Urban universities fight campus crime with police services, technology

Sheila Burt

Northwestern isn’t the only school dealing with safety issues. Security is a problem that all college campuses, especially those in urban areas, must address — although safety procedures and the number of personnel deployed differ.

The University of Chicago, located in the Hyde Park neighborhood, employs 103 full- and part-time police officers, according to Rudy Nimocks, executive director of the University Police Department. The officers, armed and uniformed, patrol the campus, the Hyde Park community and parts of the northern Woodlawn community.

In contrast, NU’s University Police employs 40 officers, with 18 patrolling the Evanston Campus at all times.

The most prevalent offenses in the University of Chicago community are property crimes, automobile break-ins and bicycle theft, Nimocks said.

“We have ups and downs (in crime rates), but generally as compared to similar neighborhoods in the city, we do very, very well,” Nimocks said.

The force usually deploys from 13 to 15 officers with added personnel later in the evening, he said. These officers are in addition to city police, who operate within the same jurisdiction.

The police also offer an escort service to people who call from one of the 160 emergency phones in the community and ask for an officer to follow them by car until they have reached their destination.

Nimocks said the police force often responds to reports within two to three minutes of a person’s call, a response rate not found in other Chicago neighborhoods.

Some schools use technology to increase security on campus.

Officials at the University of Pennsylvania’s Division of Public Safety in Philadelphia monitor closed-circuit cameras placed in several public places across campus, said university spokeswoman Phyllis Holtzman.

The school’s Division of Public Safety, a nationally accredited campus police agency, employs 98 fully commissioned police officers and about 250 other contract employees, including security personnel, Holtzman said. Penn’s safety initiative has developed extensively over the past 10 years and goes beyond campus safety, Holtzman said.

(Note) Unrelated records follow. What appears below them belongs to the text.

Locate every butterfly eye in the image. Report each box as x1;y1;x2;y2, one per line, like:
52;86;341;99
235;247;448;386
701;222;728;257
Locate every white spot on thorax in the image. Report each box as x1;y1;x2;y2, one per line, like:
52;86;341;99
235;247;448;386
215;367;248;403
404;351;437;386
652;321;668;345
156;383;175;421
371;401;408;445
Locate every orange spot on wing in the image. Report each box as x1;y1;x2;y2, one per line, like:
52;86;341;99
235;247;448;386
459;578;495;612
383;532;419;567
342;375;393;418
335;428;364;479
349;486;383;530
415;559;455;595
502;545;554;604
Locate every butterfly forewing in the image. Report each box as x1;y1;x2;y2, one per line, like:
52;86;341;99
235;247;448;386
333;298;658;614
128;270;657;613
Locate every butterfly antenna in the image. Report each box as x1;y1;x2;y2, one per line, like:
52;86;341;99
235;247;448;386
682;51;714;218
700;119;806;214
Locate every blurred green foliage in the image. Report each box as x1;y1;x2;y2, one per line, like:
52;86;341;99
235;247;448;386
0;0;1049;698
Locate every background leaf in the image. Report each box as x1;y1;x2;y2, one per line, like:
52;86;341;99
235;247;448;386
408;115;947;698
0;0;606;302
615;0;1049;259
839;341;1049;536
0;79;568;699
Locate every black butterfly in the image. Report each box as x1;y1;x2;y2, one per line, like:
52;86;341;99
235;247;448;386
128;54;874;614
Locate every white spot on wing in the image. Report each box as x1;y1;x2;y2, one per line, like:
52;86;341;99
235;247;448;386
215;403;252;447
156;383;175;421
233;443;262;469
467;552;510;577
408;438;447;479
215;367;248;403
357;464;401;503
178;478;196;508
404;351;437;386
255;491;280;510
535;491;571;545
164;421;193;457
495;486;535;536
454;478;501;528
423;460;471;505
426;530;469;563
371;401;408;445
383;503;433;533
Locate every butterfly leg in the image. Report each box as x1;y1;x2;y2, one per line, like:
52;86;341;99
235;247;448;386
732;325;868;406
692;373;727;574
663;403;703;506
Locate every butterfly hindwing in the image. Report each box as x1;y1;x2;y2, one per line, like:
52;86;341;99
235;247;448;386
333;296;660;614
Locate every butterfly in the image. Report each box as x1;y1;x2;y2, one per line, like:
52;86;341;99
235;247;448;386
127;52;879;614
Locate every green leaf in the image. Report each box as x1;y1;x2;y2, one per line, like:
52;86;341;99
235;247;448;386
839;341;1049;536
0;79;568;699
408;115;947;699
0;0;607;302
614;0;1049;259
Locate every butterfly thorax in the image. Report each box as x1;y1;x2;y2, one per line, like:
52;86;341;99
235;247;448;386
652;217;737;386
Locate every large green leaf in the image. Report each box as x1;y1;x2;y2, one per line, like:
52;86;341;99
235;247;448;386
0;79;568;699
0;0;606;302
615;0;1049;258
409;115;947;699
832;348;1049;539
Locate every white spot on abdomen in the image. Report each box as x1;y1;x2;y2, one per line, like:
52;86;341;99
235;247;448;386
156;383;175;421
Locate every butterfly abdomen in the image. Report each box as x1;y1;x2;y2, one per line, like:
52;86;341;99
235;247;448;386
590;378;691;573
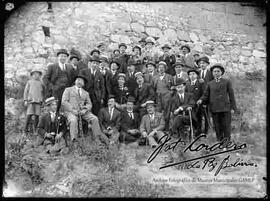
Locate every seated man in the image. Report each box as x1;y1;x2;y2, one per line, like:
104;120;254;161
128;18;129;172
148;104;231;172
37;97;67;153
119;96;140;143
98;95;121;144
62;75;108;145
170;79;196;139
140;100;165;148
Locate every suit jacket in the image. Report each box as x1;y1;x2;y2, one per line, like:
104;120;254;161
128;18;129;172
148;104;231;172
170;92;197;120
140;112;165;133
37;112;67;138
81;68;105;102
134;83;155;110
152;73;173;93
98;107;121;131
186;80;203;102
199;69;214;90
143;71;158;84
159;54;176;76
201;78;236;112
173;71;189;84
126;72;138;96
121;110;140;132
43;63;74;97
62;86;92;114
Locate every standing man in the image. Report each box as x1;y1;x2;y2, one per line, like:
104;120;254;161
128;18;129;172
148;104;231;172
197;64;238;144
43;49;73;111
159;44;176;76
186;69;204;137
62;75;108;145
119;96;140;143
98;95;121;144
140;100;165;148
126;60;137;96
81;56;105;116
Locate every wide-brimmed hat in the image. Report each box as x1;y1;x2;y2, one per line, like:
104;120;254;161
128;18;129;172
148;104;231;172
145;37;155;45
187;68;200;76
180;45;190;52
118;43;127;49
210;63;225;75
45;96;58;106
196;56;210;65
172;61;185;68
174;78;186;86
134;72;143;79
30;69;42;76
90;49;100;56
161;44;172;49
127;96;135;103
56;49;69;56
75;73;88;84
145;61;157;68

The university works closely with investors and Realtors to help fund commercial constructions around the community. Penn officials believe new businesses, such as a new cinema complex and a fresh market, might help keep the area safe, Holtzman said, because they would encourage people to walk around the neighborhood.

Still initiatives haven’t solved all of Penn’s problems. Several students were robbed or assaulted in September, according to reports in the Daily Pennsylvanian student newspaper.

At Brown University in Providence, R.I., the top three crimes are bicycle theft, assault and robbery, according to Michelle Nuey, assistant manager of special services.

Brown’s Department of Public Safety employs 30 sworn personnel, including campus police officers and sergeants, along with security officers, communications control officers and building guards, Nuey wrote in an e-mail.

The most recent crime on Brown’s campus occurred about a week ago, when a student was knocked down and had her purse taken. Mark Nickel, director of Brown University News Service, said officials are considering whether Brown police officers should be allowed to carry weapons.

The university releases campus alerts and also offers a safeRIDE transportation system around campus for students in the evening hours.

Brown hired more security personnel to patrol larger areas around campus after there was an increase in robbery and assaults two years ago, Nickel said.

“I think campus security is always an issue,” he said. “It’s a responsibility that the administration takes very seriously.”